Elly Griffiths The House at Sea's End (2011)
‘Did you husband ever discuss with you what you’d do if the invasion actually happened?’ ‘Oh yes,’ says Irene. ‘My job was to shoot the children and shoot myself. Buster didn’t want us taken prisoner, you see.’
Another enjoyable outing for Elly Griffith's forensic archaeologist and amateur detective Dr. Ruth Galloway. And another outing in the present tense. How does she keep it up?!
I thought that this third episode was stronger in plotting and more interesting in setting than the second {REVIEW}. The story revolves about the question of an abortive German invasion of the Norfolk coast in the Second World War. A group of bodies are found in an isolated cave on the cliffs of Norfolk: are they the remains of a German invasion force? What were the Dad's Army blokes up to in the area? Is it coincidence that the remaining members of the troop have all recently died?
The strand of underlying story - Ruth and her policeman/occasional lover, their newborn child and the woes of single motherhood - doesn't interfere too much with an old-style murder investigation with a relentlessly present tense (and somewhat confusing) finale and satisfactory tying up of loose ends.
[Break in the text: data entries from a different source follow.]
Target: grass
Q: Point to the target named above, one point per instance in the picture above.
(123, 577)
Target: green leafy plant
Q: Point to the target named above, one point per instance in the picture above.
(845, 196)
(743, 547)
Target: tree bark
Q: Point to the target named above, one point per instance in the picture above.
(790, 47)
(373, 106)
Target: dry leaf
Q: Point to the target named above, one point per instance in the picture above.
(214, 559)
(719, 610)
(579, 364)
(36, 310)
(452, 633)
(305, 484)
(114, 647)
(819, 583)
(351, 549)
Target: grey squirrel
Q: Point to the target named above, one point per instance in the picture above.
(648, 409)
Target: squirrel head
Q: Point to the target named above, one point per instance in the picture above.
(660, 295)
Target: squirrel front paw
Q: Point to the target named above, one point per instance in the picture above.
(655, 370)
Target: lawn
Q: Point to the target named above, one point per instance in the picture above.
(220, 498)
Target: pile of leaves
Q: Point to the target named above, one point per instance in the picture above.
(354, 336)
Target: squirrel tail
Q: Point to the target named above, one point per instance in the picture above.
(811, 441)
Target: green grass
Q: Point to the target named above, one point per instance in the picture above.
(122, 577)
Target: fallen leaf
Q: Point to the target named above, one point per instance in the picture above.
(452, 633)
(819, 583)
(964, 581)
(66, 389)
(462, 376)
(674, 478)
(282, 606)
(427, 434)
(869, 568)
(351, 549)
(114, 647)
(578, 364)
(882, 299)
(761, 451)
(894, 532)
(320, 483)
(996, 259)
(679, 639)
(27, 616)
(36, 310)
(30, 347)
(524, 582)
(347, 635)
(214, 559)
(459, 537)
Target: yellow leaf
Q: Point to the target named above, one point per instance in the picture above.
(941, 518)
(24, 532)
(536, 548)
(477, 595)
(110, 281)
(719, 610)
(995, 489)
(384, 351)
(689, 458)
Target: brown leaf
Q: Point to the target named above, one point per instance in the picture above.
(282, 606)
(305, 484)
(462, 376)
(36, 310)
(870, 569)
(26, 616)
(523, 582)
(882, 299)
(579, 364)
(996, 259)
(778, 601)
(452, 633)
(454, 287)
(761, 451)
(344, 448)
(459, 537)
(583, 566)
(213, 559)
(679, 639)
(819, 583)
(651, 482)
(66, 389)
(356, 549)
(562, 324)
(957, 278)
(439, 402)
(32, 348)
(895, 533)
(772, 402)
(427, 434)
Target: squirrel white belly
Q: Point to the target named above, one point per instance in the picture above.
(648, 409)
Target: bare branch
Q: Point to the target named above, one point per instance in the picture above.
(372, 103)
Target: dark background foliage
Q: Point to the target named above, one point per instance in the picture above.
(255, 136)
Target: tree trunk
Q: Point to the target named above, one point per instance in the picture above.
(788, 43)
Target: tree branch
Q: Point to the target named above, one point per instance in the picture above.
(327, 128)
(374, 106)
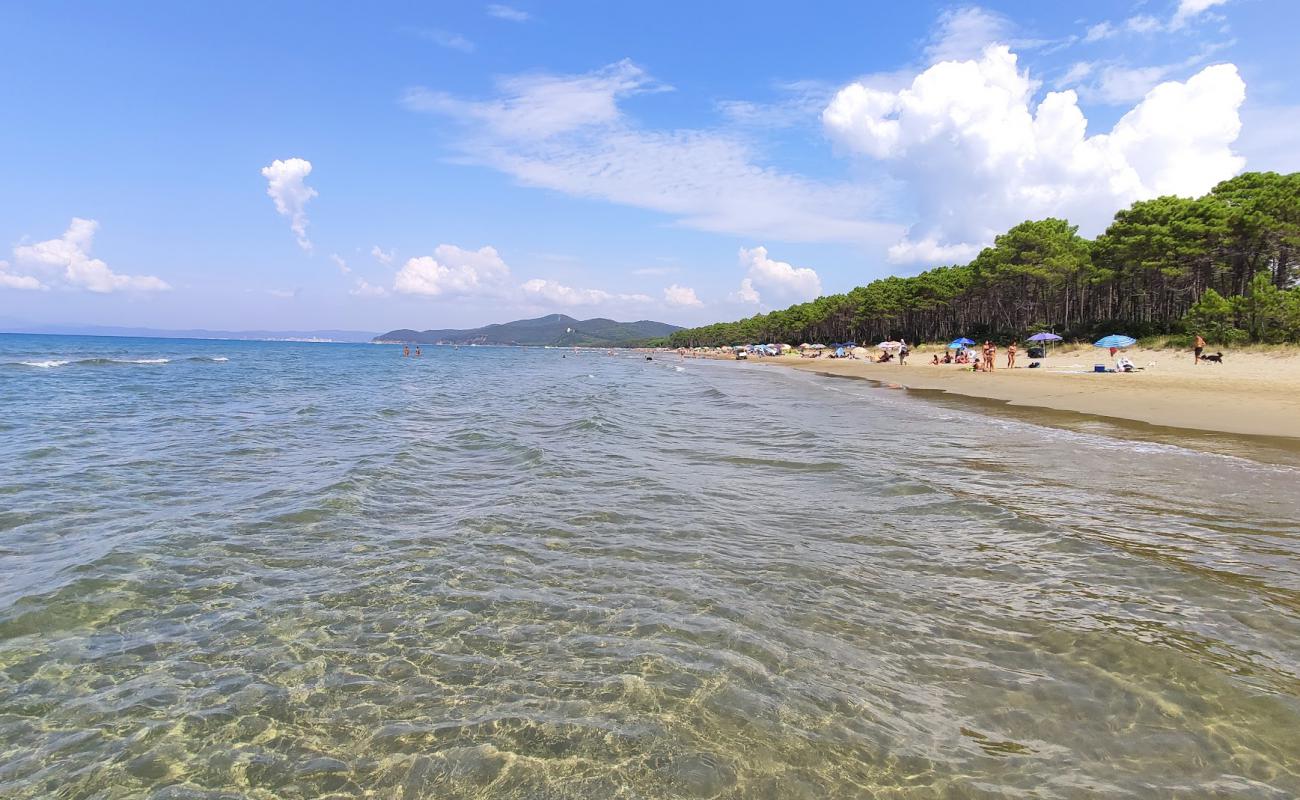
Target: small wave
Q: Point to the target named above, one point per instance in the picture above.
(44, 364)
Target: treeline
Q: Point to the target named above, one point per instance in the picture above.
(1223, 266)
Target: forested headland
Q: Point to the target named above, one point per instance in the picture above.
(1223, 266)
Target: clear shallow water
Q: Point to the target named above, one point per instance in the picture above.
(317, 570)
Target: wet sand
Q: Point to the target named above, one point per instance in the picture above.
(1249, 393)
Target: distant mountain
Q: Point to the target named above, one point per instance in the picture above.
(194, 333)
(553, 329)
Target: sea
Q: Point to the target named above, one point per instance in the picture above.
(285, 570)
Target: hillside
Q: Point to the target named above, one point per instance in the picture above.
(553, 329)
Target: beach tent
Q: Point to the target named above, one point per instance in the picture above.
(1114, 340)
(1044, 338)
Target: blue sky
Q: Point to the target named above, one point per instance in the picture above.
(428, 165)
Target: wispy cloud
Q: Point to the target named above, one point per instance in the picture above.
(508, 13)
(446, 39)
(568, 133)
(65, 263)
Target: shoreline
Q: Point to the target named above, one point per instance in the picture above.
(1249, 394)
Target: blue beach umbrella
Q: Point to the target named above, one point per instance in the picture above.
(1116, 340)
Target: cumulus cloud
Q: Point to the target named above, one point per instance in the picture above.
(451, 271)
(508, 13)
(286, 185)
(680, 295)
(978, 158)
(963, 33)
(779, 279)
(568, 133)
(365, 289)
(746, 293)
(558, 294)
(9, 280)
(66, 262)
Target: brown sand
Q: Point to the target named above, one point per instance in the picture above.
(1252, 393)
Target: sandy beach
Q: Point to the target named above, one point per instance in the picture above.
(1249, 393)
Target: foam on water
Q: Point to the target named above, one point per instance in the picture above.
(325, 570)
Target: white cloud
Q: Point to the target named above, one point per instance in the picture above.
(66, 260)
(9, 280)
(1117, 85)
(1099, 31)
(559, 294)
(965, 33)
(446, 39)
(1190, 9)
(510, 14)
(567, 133)
(1144, 24)
(451, 271)
(286, 185)
(680, 295)
(931, 251)
(365, 289)
(979, 159)
(746, 293)
(775, 277)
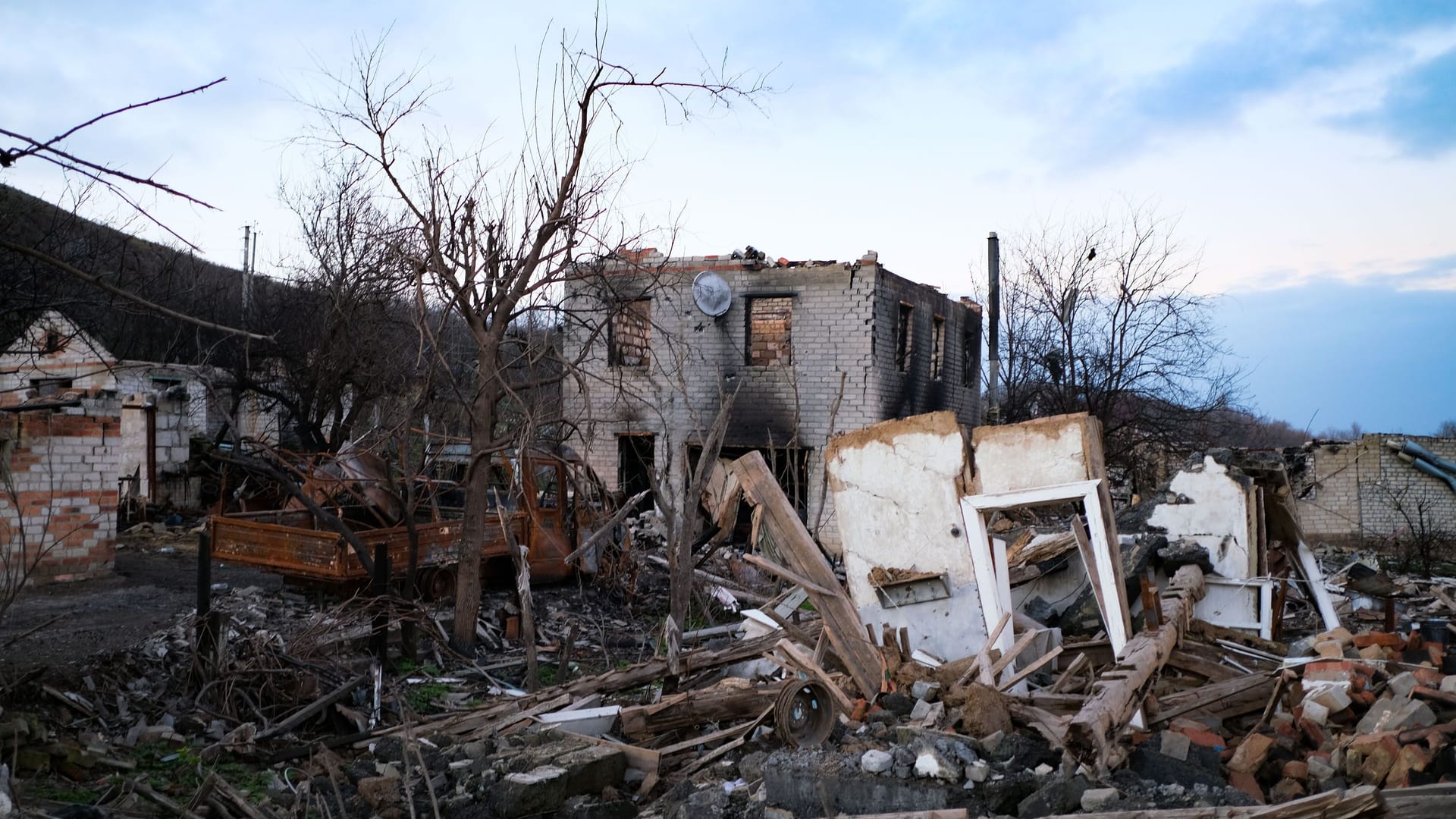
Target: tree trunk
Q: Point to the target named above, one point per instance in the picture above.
(478, 518)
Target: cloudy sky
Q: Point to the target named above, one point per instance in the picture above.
(1307, 148)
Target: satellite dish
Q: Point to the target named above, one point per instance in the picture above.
(712, 293)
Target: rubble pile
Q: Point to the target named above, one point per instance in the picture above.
(1087, 667)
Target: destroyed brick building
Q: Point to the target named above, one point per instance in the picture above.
(161, 406)
(1350, 491)
(57, 490)
(808, 349)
One strand of the story - Ruth's visiting vengeance-fueled friend from Bosnia - seemed, to me, to not sit altogether comfortably (the message about what people are capable of in wartime did not require so heavy a hand; but perhaps it is scene-setting for a later Galloway book?).
Griffiths has a neat hand with low-key morgue humour:
‘We’ve started on the trench.’ Ruth appears next to him. ‘It’s difficult because there’s not much space to dig.’ There is already a neat trench in the narrow gap between the tall cliffs. Nelson looks at it with pleasure. Annoying though archaeologists can be he admires their way with a trench. His scene-of-crime boys could never get the edges that straight.
Rating: 7/10.
If you liked this... I think about Ellis Peter's 'Felse' series when I read Elly Griffiths.